1. Lebih Melek Informasi dan Transparansi
Orang tua Gen Z cenderung ingin tahu lebih dalam tentang bagaimana anggaran dan kebijakan sekolah dijalankan. Mereka tidak segan bertanya dan menuntut transparansi dari pihak komite sekolah. Bukan karena curiga, tapi karena mereka terbiasa dengan budaya open source dan sistem terbuka sejak kecil. Bagi orang tua Gen Z, “Kalau bisa tahu sedetail-detailnya, kenapa harus tebak-tebakan?”
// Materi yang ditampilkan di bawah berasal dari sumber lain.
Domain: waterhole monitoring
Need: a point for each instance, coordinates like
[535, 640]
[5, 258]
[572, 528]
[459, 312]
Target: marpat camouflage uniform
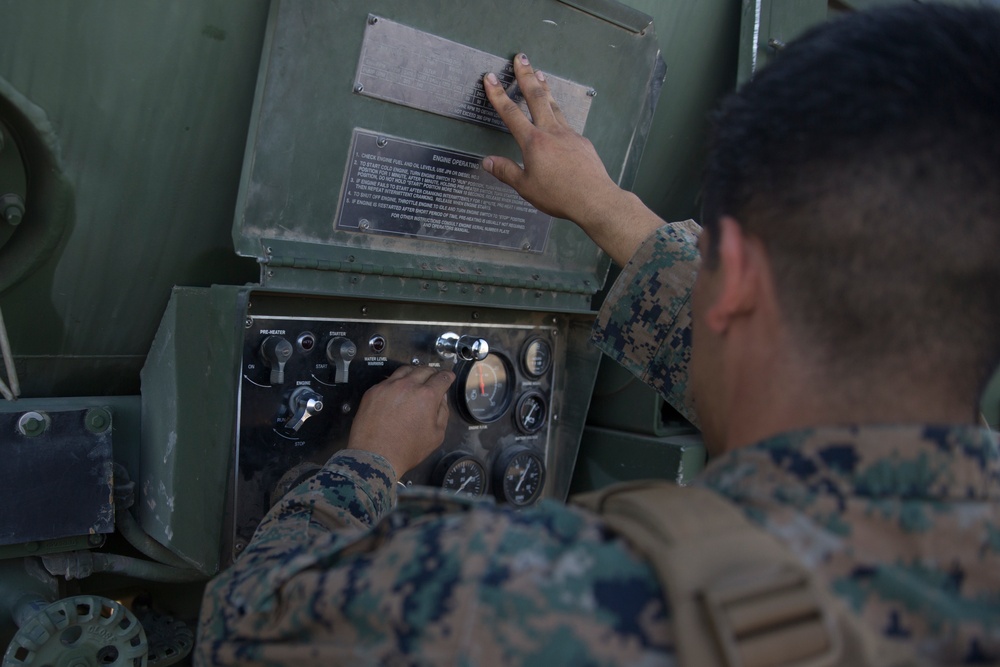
[900, 520]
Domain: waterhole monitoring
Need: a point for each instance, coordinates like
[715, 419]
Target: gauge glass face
[531, 413]
[466, 476]
[537, 357]
[486, 389]
[522, 478]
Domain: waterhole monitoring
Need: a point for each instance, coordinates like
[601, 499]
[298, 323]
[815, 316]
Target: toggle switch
[304, 403]
[275, 351]
[467, 348]
[340, 352]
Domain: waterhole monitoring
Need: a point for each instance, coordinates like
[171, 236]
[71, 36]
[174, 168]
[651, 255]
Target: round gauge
[485, 389]
[518, 476]
[537, 357]
[460, 472]
[530, 413]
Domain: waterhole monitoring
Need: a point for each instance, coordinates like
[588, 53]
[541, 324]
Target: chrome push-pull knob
[466, 348]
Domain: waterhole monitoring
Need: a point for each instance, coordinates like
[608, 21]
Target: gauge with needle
[518, 476]
[461, 472]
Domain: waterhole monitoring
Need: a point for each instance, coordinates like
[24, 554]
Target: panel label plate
[405, 188]
[423, 71]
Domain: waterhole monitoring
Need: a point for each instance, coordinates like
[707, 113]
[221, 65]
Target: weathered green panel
[298, 151]
[149, 104]
[189, 393]
[769, 25]
[608, 456]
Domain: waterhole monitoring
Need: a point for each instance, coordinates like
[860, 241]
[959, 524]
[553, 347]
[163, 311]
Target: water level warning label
[404, 188]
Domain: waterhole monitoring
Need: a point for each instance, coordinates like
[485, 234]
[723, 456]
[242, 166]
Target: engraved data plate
[420, 70]
[405, 188]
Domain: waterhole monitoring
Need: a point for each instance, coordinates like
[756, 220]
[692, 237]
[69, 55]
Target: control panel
[303, 378]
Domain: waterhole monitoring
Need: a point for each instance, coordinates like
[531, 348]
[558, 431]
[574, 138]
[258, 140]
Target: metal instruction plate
[405, 188]
[417, 69]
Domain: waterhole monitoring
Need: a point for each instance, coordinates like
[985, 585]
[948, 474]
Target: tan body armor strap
[737, 596]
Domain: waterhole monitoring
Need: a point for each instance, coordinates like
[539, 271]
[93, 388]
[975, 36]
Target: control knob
[275, 351]
[304, 403]
[466, 348]
[340, 352]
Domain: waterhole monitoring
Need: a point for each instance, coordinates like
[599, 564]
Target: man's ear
[739, 276]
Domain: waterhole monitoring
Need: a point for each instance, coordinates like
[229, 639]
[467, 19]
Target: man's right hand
[563, 174]
[404, 417]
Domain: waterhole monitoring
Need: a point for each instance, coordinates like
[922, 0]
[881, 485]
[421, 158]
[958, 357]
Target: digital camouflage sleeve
[645, 324]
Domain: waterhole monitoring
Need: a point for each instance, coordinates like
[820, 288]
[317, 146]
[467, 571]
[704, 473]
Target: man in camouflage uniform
[845, 317]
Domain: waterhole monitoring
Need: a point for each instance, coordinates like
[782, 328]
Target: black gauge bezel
[519, 422]
[450, 462]
[504, 463]
[461, 399]
[528, 369]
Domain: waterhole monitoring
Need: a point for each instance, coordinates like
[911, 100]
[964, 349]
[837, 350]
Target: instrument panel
[303, 378]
2. Mendukung Kolaborasi, Asal Tidak Kaku
Gen Z terkenal dengan semangat kolaboratifnya. Sebagai orang tua, tentunya mereka tetap mendukung keberadaan komite sekolah, asal prosesnya tidak terlalu birokratis atau kaku. Mereka ingin dilibatkan sebagai mitra aktif, bukan sekadar donatur pasif.
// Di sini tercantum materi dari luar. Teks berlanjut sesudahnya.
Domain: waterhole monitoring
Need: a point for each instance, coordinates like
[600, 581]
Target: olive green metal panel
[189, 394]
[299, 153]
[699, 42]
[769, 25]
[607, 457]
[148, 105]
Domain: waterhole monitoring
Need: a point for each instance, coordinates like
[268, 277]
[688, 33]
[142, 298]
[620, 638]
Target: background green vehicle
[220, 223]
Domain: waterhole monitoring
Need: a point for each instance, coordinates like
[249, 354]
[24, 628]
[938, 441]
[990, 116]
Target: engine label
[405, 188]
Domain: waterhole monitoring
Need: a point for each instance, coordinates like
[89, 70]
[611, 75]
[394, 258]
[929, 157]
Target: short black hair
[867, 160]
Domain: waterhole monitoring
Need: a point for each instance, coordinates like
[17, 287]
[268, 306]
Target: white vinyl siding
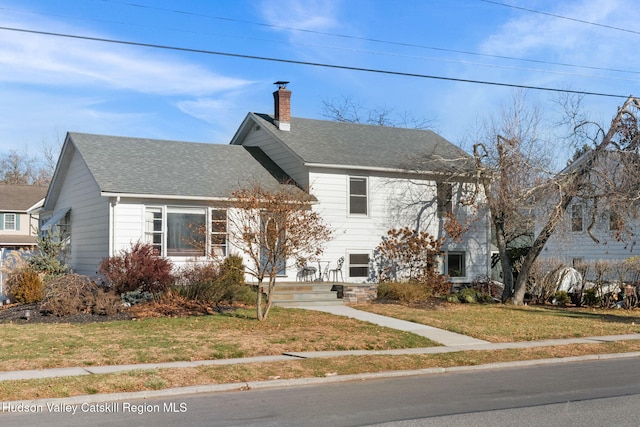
[89, 217]
[359, 235]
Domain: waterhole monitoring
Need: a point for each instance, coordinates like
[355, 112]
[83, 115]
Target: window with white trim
[444, 198]
[358, 200]
[182, 231]
[186, 231]
[10, 222]
[359, 265]
[153, 229]
[576, 218]
[218, 235]
[456, 264]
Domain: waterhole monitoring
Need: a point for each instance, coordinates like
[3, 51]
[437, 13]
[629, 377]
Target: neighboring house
[116, 191]
[19, 207]
[591, 230]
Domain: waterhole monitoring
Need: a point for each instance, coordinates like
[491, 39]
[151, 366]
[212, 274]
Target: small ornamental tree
[271, 227]
[407, 255]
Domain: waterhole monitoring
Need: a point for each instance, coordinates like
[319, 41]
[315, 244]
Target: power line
[314, 64]
[609, 27]
[369, 39]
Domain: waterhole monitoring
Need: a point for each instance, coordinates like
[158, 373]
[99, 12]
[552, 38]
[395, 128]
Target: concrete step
[308, 293]
[294, 304]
3. Alergi dengan Sistem yang Terlalu Formal dan Hierarkis
Berbeda dengan generasi sebelumnya yang cenderung menerima sistem hierarkis, orang tua Gen Z lebih nyaman dengan struktur yang fleksibel dan setara. Mereka merasa komite sekolah akan lebih efektif jika dikelola secara partisipatif, bukan top-down. Forum diskusi yang hangat dan terbuka lebih mereka sukai ketimbang rapat formal yang terlalu “serius”.
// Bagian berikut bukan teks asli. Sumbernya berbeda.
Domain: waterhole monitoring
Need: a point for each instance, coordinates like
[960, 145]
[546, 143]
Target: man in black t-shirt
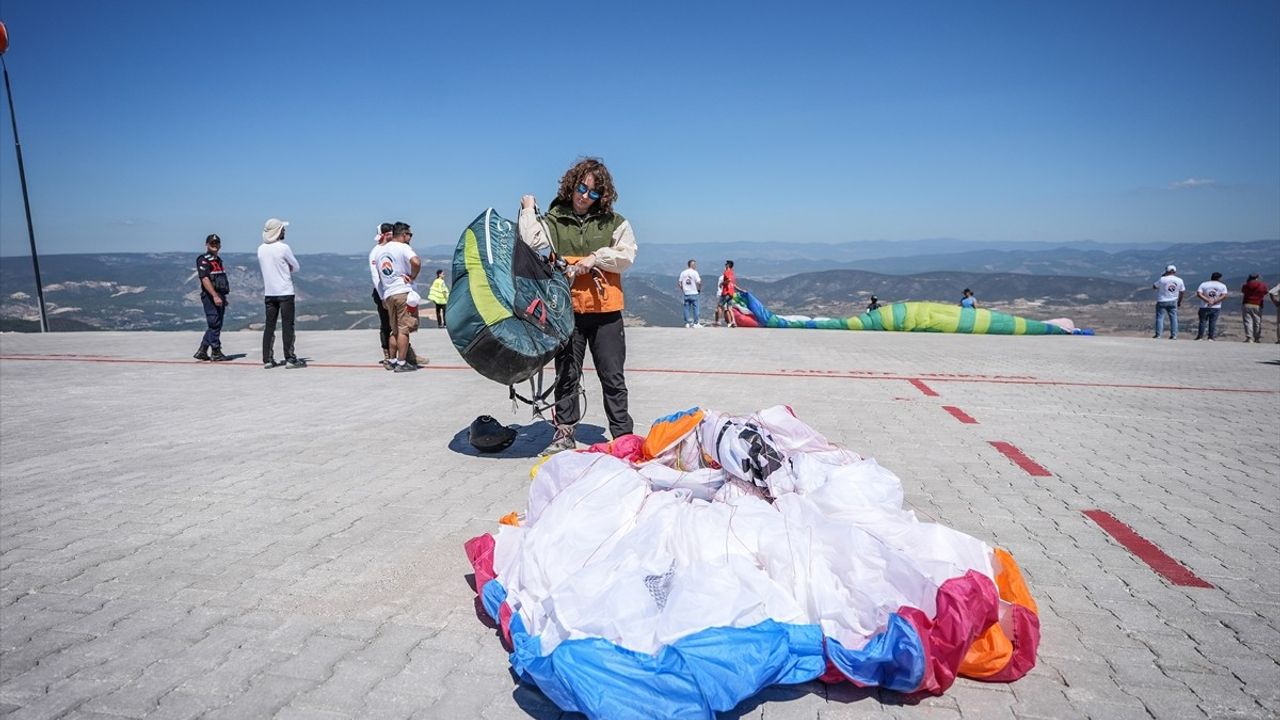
[214, 290]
4. Menginginkan Peran Komite yang Lebih Digital-Friendly
Generasi ini sangat akrab dengan teknologi. Jadi jangan heran kalau mereka berharap komunikasi dengan komite sekolah bisa dilakukan via grup WhatsApp, Google Form, atau bahkan media sosial. Karena mereka ingin proses pengambilan keputusan bisa diakses dan diikuti tanpa harus selalu datang langsung ke sekolah. “Zaman sudah digital, masa iya urusan sekolah masih 100% manual?”